In a state that is increasingly short of workers, access to affordable, high-quality child care is essential to keeping parents on payrolls. “When child care thrives, our state thrives,” says state Rep. Mary Franson, a Republican from Alexandria and a former child care provider who heads a bipartisan Minnesota House select committee on affordable child care.
Unfortunately, child care is not thriving in too much of Greater Minnesota. With the fourth-highest cost in the nation for infants and 4-year-olds, according to a recent survey, high-quality care in Minnesota is unaffordable for too many working families. A state-federal subsidy program intended to assist them had nearly 7,000 families on its waiting list in January; skimpy state funding has pushed the program out of compliance with federal rules, putting continued federal funding at risk. In the 13 years since the strapped 2003 Legislature shrank the subsidy program, some 3,000 home-based providers have closed their doors.
In recent months, Franson’s committee conducted seven hearings in Greater Minnesota in search of remedies. Apparently, it sought only low-cost ones. No dollar figure was attached to the recommendations the committee brought to the Legislature this week — even though one of the ideas is for a state-administered grant program to help local communities increase the supply of child care through business start-up or expansion funding.
Leaders in the Republican-controlled House say they may yet attach a state appropriation to that promising idea. They should. The committee’s other suggestions would streamline and standardize the state’s child care licensure process and are worth doing. Its call for a new House-Senate legislative task force to continue examining the issue in advance of the 2017 legislative session also deserves heed.
But the committee’s failure to ask for an increase in child care subsidies for low-income families is a glaring omission — one the Legislature must correct if it’s serious about giving every child a strong start and every potential worker an opportunity to contribute to the state’s economy.
Franson argues that fully funding the subsidy program would not ease the child care shortage in Greater Minnesota. That may be true if full funding is defined simply as eliminating the waiting list for subsidies. Those subsidies have not kept pace with the cost of child care, and they don’t cover its full cost in most places. They likely aren’t rich enough at current provider reimbursement rates to attract more providers.

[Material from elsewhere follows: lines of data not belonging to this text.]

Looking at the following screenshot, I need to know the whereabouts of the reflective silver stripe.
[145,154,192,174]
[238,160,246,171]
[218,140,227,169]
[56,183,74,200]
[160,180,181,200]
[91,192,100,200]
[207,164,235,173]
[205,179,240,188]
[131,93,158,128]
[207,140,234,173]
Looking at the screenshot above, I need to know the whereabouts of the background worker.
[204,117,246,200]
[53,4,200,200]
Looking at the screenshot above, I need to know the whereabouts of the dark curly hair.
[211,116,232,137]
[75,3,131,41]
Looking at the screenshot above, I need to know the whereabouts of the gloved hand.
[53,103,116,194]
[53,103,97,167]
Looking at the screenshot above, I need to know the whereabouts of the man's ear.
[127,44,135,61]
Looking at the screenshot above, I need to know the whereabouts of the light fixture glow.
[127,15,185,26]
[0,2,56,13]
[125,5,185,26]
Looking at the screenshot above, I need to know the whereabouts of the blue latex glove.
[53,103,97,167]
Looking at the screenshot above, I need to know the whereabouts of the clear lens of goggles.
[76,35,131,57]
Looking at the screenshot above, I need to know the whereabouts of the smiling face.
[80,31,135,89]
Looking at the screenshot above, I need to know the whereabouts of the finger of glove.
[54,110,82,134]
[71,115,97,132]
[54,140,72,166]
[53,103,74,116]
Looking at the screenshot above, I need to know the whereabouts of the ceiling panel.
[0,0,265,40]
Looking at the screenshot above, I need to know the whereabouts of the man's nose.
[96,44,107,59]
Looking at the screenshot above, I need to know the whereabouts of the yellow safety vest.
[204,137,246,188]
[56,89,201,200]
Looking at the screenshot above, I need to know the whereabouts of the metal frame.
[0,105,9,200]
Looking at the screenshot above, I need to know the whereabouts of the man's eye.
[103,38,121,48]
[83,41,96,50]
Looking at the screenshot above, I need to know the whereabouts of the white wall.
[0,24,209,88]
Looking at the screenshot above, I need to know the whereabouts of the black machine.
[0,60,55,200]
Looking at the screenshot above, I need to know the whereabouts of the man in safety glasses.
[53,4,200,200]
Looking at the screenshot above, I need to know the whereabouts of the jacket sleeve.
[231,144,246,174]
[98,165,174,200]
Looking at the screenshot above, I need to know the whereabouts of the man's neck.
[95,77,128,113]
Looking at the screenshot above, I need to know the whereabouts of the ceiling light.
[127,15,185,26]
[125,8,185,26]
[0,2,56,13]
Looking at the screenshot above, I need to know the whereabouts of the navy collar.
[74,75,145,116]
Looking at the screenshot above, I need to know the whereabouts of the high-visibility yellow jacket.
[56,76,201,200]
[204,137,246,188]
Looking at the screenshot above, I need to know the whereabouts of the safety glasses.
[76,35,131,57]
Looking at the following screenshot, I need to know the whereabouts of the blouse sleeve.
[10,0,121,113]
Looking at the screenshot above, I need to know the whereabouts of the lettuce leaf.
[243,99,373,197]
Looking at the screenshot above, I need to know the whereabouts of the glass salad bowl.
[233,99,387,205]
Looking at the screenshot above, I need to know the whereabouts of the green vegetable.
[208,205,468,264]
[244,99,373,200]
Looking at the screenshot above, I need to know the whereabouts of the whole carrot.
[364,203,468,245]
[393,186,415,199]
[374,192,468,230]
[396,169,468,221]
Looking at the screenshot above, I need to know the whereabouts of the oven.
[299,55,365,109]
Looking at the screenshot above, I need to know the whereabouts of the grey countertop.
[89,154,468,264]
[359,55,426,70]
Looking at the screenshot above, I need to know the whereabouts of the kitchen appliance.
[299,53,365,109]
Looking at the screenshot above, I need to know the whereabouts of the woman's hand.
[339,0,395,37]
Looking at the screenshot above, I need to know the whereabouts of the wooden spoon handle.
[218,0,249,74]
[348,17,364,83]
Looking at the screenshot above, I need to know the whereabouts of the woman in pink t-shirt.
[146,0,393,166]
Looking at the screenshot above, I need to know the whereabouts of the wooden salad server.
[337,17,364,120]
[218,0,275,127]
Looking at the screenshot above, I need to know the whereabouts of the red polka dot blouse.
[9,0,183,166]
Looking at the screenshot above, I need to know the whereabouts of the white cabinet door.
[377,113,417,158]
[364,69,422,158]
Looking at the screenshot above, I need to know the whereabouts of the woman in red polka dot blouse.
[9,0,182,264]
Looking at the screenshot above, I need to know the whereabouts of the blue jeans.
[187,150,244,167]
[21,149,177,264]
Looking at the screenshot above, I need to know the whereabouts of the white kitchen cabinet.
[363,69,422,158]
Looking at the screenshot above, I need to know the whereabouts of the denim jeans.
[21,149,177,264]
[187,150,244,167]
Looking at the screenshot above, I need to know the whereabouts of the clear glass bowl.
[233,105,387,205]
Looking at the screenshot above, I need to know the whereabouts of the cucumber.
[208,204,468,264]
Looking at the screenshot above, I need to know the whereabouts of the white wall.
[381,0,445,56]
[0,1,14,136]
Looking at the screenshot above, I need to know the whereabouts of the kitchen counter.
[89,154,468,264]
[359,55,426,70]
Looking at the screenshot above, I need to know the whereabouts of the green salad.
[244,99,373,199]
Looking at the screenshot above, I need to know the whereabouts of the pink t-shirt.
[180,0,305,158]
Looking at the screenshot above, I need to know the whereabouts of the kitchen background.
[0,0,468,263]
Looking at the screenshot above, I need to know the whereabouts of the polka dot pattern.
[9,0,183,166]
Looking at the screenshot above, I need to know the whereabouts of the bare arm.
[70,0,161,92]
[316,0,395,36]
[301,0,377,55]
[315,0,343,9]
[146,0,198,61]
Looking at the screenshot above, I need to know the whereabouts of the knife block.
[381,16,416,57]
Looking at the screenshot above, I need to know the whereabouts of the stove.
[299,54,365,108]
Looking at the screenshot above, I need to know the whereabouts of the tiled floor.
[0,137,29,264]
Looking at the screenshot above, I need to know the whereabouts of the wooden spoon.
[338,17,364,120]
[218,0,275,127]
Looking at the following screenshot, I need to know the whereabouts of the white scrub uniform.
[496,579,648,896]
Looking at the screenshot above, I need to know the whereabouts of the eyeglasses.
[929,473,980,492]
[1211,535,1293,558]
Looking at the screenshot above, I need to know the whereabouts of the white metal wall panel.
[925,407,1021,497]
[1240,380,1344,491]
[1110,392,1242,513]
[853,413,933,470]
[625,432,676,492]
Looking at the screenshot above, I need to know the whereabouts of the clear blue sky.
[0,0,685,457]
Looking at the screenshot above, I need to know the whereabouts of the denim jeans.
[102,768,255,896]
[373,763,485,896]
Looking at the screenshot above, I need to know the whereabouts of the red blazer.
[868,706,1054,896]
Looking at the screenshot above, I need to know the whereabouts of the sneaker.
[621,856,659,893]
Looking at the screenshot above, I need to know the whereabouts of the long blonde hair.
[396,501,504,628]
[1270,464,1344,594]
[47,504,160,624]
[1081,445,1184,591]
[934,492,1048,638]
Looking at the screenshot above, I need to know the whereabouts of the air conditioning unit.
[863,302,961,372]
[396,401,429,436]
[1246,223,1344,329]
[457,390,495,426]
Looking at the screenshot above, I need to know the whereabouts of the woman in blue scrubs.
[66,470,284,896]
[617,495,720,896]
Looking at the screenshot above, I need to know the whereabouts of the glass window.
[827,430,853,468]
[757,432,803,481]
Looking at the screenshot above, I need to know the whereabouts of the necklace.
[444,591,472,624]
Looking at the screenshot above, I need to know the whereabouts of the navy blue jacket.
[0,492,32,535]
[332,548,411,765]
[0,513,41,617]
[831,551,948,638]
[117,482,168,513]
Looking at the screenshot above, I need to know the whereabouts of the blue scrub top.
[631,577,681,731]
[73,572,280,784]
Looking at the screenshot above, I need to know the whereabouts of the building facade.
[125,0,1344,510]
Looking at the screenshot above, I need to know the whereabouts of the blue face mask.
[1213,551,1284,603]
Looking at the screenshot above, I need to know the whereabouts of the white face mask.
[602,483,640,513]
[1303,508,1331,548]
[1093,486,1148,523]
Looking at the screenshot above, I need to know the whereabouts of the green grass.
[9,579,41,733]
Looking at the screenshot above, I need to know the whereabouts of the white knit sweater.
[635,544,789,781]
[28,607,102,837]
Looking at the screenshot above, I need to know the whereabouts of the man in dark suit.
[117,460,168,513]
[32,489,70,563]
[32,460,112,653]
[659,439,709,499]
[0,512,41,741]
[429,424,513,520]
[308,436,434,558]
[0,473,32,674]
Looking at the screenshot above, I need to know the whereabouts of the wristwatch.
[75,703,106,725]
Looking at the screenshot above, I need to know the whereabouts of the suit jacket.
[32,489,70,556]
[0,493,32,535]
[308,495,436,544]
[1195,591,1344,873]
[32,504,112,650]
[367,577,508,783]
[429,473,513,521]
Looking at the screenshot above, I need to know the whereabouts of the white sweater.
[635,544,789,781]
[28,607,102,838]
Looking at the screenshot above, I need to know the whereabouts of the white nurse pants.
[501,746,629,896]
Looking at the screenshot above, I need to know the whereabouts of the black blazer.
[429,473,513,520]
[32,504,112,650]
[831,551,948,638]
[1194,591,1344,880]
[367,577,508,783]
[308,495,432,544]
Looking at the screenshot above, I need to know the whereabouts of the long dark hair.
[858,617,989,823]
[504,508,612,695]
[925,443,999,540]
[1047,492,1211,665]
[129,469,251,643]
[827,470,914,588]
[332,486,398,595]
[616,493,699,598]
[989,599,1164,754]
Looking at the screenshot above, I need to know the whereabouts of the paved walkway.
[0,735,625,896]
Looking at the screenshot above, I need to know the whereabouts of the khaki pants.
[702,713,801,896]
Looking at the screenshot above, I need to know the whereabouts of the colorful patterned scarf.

But if full funding also means increasing the reimbursement rate for providers — which has not happened since 2011 — chances are good that the supply of child care will grow in response to improved market demand.
That potential is on display on Penn Avenue N. in Minneapolis. There, a handsome New Horizon Academy opened in November in what had been a poorly served neighborhood. It quickly filled to capacity, because families in the Northside Achievement Zone have access to both child care subsidies and government-funded early-learning scholarships. New Horizon CEO Chad Dunkley attests that the nationally acclaimed provider would not have located in that distressed neighborhood but for those programs.
While few Minnesota neighborhoods are as needy as north Minneapolis, many would benefit from a similar infusion of assistance. Gov. Mark Dayton has proposed spending $28 million in the coming fiscal year to both comply with the subsidy program’s federal requirements and increase the provider reimbursement rate. Both moves would cost the state more in coming years — but that’s because they represent a spending catch-up that’s long overdue.
The Legislature should not miss the chance the current state surplus affords to make child care more affordable for more families. If lawmakers can use that spending to encourage providers to improve the educational value of their services, so much the better.